Radicalizando os princípios liberais e alimentando-se da ideia de progresso, a ideologia tecno-libertária corresponderia ao paradigma do século XXI: o princípio do consentimento individual torna-se o padrão de validade e legitimidade e, nessa medida, tudo o que não foi escolhido (consentido) aparece como opressor, pelo que deve poder ser eliminado ou transformado – da classe social ao corpo natural.
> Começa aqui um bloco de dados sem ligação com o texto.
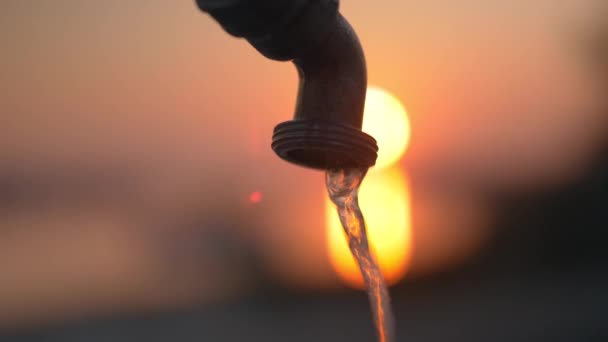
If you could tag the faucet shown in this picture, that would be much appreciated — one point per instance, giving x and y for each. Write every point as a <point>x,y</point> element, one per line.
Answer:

Como acontece com todos os paradigmas, o tecno-libertário manifesta-se de diversas formas e em diferentes áreas, mesmo que de modo contraditório. Por um lado, inseriu-se no domínio das teorias críticas da Nova Esquerda, apesar de estas serem eminentemente identitárias, aproveitando a porta aberta pelas teorias queer, que desvalorizam o corpo e defendem a autodeterminação da identidade através de uma subjugação absoluta à intervenção médica e aos grandes interesses farmacêuticos. Por outro lado, também se imiscuiu na Nova Direita, como nota Clara Ferreira Alves, quando os ídolos do capitalismo e do globalismo libertários são consagrados no altar político, apesar de representarem o oposto das teorias nativistas e do princípio populista nacionalista.

Em qualquer dos lados, assume-se como religiosidade tecnológica, onde não há lugar para o corpo, para a natureza ou para a espera, e impõe-se como obrigatório. Sentimo-nos, assim, empurrados para um mundo mais próximo do imaginado por Zamiatine ou Aldous Huxley. Mas, como as duas obras demonstram, um mundo tecno-libertário é, paradoxalmente, um mundo menos livre, com a liberdade remetida, juntamente com o perigo, a insegurança e a incerteza, para os espaços naturais de Nós ou dos selvagens de Huxley. Sentimo-nos cada vez mais empurrados para esse mundo, mas queremos realmente viver nele?